Multi-word expressions and language efficiency: an information-theoretic account

DGfS Computerlinguistik Postersession, Köln, 2023.

Multi-word expressions (MWEs) are a cornerstone in conventionalized language use and vital for the perceived fluency of a message (Fillmore 1979). From a processing perspective, MWEs seem to have an advantage over arbitrary word sequences due to highly predictable transitions from one word to the next, or they may be perceived as wholes (see e.g. Siyanova-Chanturia et al. 2017). The emergence and use of specific MWEs is typically context-dependent and register-specific.

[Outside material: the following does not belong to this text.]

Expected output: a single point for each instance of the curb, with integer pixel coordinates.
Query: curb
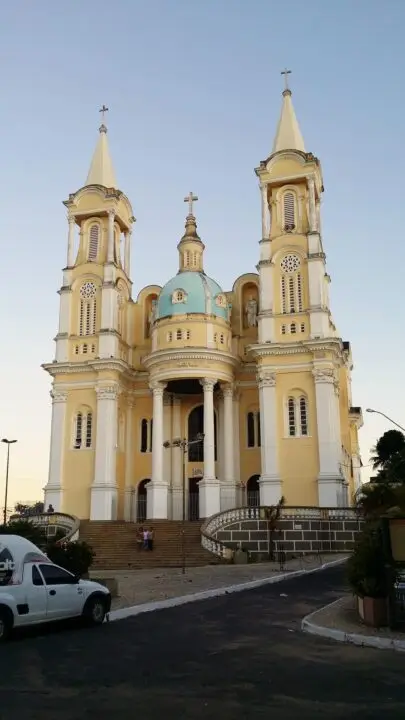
(373, 641)
(124, 613)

In our work, we investigate MWEs in the scientific domain from a diachronic perspective, asking what is the contribution of MWEs in the development of “scientific language” (here: English)? We assume that over time scientific English develops an optimal code for scientific expert communication characterized by high information density (Halliday 2004; Teich et al. 2021). Using a large diachronic corpus of English scientific texts (Fischer et al. 2020), we work in a data-driven fashion using various established word association measures (e.g. log-likelihood, PMI) to identify and classify MWEs by time periods (e.g. 50-year periods). In a complementary step, we account for the environments of words using selected computational language models (statistical models, embeddings; cf. Fankhauser & Kupietz 2022). On this basis, we then analyse the informational characteristics of MWEs diachronically: The more conventionalized an MWE becomes, the lower its surprisal (higher predictability of the MWE) and the lower the uncertainty about an upcoming word within the MWE (entropy). We expect to see that while specific MWEs come and go over time, during their life cycles they will exhibit surprisal/entropy reduction, thus contributing to language efficiency.